Commit To Caring

#HelpingHenryville.

#HelpingHenryville.

The past week has been a flurry of motion and emotion. It’s hard to process all that has transpired, but what we already know is that several Southern Indiana and Kentucky communities need our help.

In the coming weeks, media attention on the March 2 outbreak will wane, but if the response to the catastrophe by ordinary people is any indication, the support for the affected towns isn’t going anywhere.

Thank you to those who took the time to participate in The Voice-Tribune’s March 3 donation drive for Henryville Community Church. Senior Pastor Rich Cheek continues to give us daily updates on how that initial relief effort involving his church has already affected lives.

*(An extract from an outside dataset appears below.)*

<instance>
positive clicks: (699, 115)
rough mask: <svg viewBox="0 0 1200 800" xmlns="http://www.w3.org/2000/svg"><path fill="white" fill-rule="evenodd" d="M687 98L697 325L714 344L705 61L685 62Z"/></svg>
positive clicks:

Pastor Rich Cheek and Angie Fenton.

Pastor Rich Cheek and Angie Fenton.

One little girl was handed a soft, blue blanket from the massive load of supplies and started sobbing when she was told she could keep it. The snuggly throw had been packed into the back of the semi we loaded after being contributed by a young Louisville child.

Two older gentlemen made their way to the church shortly after we’d unloaded all of the trucks and headed back to Louisville. They broke down when handed cash to fill up a gas tank. The money was from a last minute collection the Pleasure Ridge Park basketball team, coaches and parents asked us to present to Pastor Rich.

The stories are endless. They’re inspiring, too. They’re also evidence that the situation is immense. The only way Kentuckiana will recover is if we commit to helping one another.

Ante Up For Adam

For much of the past week, Adam Underwood has juggled his job as general manager of Wick’s Pizza Parlor & Pub in New Albany with coordinating numerous outreach efforts into the devastated areas of Southern Indiana.

Almost immediately after the March 2 tornado outbreak, Wick’s and The McMahan Group offered to donate $10,000 of food to the stricken areas nearby, particularly Henryville. Delivery after delivery, the staff – including big-hearted owner Michael Wickliffe – has continued to make good on that promise, feeding hot slices of pizza to volunteers, emergency personnel and those whose lives have been irreversibly changed.

Adam didn’t get a chance to visit Henryville until Tuesday afternoon. “There was so much destruction all around you up there. The first thing I thought was I couldn’t believe the strength of the people there. I felt if that would have happened to me, I would have just given up, and then you look around and you see people from all walks of life – from the construction workers to the volunteers to the people who live there – pitching in.”

Adam Underwood.

Adam Underwood.

The experience, Adam said, “ makes you feel human again. It makes you realize it’s so simple: You see people in need and you help.”

He plans to do just that on Friday night at “Helping Henryville And Beyond,” a benefit concert Wick’s is hosting at its New Albany location.

On that evening, Adam (who sports a stellar beard) has offered to allow master barber Jay White of Market Street Barbers (owned by Bennie Pollard) to give him a full-on shave – for the right price, that is. He won’t shave it for anything less than $300 in donations, which will go to Henryville Community Church, though the consensus among The Voice crew is that his hairy handiwork is worth far, far more, if for no other reasons than his commitment to those in need and his desire to add a bit of levity to what has been a heart-breaking week.

“It just seemed like in the midst of all this craziness and this heartache and everything, it seemed like something fun and lighthearted that I could do that would sort of take the seriousness off the situation while still raising some money,” he said.
Sure would love to see people ante up for Adam and what is clearly a worthy cause.

Connect to Angie Fenton at www.facebook.com/angiefenton2, angie@voice-tribune.com, 502.551.2698 or by following @angiefenton on Twitter.

  • http://www.1013online.com Mark Gunn

    I went to Henryville this past Saturday and the level of caring people showed was incredible, yet not surprising.

    We were working on a friend’s house and total strangers with equipment would offer to help.

    The biggest thing I took note of was the range of emotions the victims went through. I saw one homeowner look absolutely overwhelmed by the magnitude of the damage and by the time were done, he and his wife actually had smiles on their faces.

    They still had quite a bit of an ordeal to go through, but when you put it all into perspective, it was the jump start they needed to put them on the road to recovery.